ART? MONIES? WORTH?

One of our Mz’ was a participant in the early stages of the Contemporary DIY movement including being the first person that Etsy did a video portrait on. Her process is extremely tactile as a move through materials including yarn up-cycled found objects as well as painting and collage techniques. She shared her thoughts on that experience and thoughts on consumption, exchange and art:

The combination of running an online store and having a creative process led me to explore various contracts of exchange economics and resource acquisition these themes are prevalent in the work as I often deconstruct context and value in various manifestations.

My conclusion is that it is harder to be an artist than to make money.
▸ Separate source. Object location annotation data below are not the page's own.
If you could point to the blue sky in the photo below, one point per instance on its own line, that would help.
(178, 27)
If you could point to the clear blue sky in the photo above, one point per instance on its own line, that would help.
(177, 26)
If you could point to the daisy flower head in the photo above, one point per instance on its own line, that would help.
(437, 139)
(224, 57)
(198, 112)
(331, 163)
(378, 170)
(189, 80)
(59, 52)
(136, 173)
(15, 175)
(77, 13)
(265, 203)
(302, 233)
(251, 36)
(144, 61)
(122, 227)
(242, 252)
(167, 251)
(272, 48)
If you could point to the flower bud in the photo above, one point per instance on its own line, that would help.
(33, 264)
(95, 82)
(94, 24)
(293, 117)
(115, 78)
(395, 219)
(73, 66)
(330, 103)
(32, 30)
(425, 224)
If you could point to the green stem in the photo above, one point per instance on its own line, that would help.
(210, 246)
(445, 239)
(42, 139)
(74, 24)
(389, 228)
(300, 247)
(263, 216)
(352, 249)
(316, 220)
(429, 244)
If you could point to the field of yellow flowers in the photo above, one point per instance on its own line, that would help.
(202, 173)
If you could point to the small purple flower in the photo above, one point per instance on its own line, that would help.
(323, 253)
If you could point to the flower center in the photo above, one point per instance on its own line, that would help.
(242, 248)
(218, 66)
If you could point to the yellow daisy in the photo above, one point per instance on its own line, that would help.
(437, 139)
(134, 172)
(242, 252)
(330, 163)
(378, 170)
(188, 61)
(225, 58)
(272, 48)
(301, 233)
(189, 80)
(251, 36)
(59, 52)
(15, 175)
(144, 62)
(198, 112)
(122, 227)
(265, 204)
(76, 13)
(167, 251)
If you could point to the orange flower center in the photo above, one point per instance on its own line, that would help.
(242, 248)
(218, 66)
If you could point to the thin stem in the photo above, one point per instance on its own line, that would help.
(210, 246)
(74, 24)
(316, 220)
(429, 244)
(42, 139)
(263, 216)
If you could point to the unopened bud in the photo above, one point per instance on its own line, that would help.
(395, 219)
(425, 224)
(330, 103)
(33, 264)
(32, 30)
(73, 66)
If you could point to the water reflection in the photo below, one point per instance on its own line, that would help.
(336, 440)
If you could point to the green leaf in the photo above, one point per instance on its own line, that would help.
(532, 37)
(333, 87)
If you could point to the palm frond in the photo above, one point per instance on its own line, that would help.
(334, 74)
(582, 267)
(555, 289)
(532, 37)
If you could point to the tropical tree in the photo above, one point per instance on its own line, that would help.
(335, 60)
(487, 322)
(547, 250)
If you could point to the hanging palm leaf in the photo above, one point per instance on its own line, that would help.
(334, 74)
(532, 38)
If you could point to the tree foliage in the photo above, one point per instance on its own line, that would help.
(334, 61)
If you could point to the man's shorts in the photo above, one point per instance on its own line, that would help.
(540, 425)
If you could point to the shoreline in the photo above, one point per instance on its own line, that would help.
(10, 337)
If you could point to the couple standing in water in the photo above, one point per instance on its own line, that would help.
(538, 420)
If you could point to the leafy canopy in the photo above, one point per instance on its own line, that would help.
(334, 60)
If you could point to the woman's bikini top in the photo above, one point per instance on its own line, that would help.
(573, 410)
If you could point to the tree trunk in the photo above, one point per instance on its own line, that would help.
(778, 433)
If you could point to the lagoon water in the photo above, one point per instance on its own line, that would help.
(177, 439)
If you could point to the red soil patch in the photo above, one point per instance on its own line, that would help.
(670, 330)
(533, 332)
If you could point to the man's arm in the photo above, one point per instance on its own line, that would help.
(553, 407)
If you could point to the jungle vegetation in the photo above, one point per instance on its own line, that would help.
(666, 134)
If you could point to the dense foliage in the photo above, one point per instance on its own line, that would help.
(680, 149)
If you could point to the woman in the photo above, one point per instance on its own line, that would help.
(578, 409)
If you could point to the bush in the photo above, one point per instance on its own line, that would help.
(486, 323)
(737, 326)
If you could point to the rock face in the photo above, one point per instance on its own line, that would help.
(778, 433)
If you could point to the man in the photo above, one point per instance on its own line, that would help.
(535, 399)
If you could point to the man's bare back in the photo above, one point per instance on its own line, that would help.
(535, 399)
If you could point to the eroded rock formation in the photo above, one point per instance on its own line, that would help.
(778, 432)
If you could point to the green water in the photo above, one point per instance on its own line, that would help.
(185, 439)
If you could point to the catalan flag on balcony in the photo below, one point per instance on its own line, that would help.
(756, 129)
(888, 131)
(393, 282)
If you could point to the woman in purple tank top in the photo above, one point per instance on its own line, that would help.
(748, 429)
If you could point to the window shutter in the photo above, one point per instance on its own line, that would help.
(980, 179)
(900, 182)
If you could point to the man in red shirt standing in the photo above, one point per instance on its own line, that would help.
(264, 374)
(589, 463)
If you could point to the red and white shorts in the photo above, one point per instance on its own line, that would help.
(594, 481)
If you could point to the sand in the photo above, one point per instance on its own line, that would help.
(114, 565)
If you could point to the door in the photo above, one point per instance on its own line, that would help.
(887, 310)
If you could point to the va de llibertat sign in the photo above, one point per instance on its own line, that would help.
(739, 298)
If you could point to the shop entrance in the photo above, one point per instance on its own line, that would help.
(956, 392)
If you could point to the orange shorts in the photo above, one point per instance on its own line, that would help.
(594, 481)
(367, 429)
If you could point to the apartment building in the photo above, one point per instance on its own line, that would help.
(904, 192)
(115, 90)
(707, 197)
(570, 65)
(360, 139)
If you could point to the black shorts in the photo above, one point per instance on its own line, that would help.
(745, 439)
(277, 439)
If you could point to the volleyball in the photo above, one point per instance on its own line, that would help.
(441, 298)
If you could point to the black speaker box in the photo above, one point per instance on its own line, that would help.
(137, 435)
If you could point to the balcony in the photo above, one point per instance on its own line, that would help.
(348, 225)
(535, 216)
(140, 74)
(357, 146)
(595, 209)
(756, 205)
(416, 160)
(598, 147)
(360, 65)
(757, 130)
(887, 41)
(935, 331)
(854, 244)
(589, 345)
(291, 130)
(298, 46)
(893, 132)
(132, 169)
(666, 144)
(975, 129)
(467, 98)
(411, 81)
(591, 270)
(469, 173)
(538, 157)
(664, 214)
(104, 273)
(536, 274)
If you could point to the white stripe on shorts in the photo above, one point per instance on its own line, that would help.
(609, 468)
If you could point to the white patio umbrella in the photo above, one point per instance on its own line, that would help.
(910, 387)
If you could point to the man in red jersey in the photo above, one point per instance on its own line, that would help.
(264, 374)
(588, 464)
Money is simple and binary buy low sell high. It’s a metrics of time and productivity. The hard part about money is we are not metric and binary in human composition. That’s the skill of robots.

Creation part of being an artist is a conversation with the gods, it’s a show up the party butt as naked thing. Its being all up in your feelings. My practice is skill based but themes are intuitive. Unless it’s used as a material or for logistics such as buying supplies, money isn’t useful in the creation stage. In the form of excess or scarcity money is generally more of a hindrance in the creation process.
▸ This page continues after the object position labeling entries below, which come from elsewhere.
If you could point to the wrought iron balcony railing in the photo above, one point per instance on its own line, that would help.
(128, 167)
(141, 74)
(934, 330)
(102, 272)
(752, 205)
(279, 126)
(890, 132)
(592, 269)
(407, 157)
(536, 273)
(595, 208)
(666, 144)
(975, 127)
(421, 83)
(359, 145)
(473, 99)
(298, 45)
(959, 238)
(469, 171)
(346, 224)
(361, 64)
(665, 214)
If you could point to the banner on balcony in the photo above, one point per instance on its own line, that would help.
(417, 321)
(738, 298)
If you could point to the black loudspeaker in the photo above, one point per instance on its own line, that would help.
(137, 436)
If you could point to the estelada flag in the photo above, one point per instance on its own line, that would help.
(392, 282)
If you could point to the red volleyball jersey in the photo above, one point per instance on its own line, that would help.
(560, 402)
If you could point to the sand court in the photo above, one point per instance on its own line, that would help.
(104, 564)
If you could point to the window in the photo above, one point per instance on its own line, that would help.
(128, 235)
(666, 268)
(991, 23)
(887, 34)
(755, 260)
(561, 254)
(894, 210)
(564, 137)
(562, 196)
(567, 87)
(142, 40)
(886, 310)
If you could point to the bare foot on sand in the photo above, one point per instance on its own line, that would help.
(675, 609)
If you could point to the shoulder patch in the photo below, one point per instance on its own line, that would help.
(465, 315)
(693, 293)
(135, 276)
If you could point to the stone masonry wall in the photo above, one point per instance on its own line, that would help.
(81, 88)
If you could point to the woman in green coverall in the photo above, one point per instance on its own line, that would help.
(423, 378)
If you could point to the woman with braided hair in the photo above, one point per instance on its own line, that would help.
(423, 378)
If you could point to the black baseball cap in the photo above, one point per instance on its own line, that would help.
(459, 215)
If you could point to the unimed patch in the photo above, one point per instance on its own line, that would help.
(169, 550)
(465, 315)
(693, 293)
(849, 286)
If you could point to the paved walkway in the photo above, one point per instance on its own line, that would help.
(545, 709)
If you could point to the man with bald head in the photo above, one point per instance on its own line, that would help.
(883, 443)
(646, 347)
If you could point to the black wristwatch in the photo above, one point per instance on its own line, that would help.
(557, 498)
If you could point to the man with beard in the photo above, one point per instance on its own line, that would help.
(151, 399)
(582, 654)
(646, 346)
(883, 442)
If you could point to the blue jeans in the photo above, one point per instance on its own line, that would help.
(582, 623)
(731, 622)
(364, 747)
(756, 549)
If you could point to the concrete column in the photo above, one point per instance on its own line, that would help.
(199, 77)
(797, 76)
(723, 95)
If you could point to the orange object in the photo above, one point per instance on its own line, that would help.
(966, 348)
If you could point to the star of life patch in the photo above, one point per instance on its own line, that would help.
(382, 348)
Here comes the business part of being an artist. That part is a true shit show. Between buyers, curators, gallerist, commissions, day jobs, side hustles, patrons and institutions it has the potential to be the most complicated financial structure that exists.

I never subscribed to the doctrine of being a starving artist. But that’s just me. It’s not fun to be starving, it’s not fun to be able to have to decide whether or not you’re going to put gas in your car feed yourself, I have no false illusions about that. Artist contributes so much to society that it seems ridiculous to have a grumbling belly while you create vision for folks and challenge people to widen perspective. That means that I don’t find any nobility in being a starving artist. I feel like if you can have a conversation with the gods you can also have a conversation with a financial person. Money ain’t everything but options are good and struggle life is struggly. that being said,I’ve been known to be extremely frugal. I go through these periods of time where I decide that I’m not buying anything new or I’m only supporting handmade or locally made goods. Because too much stuff just feels like too much stuff and I can’t quantify the value of my purchases.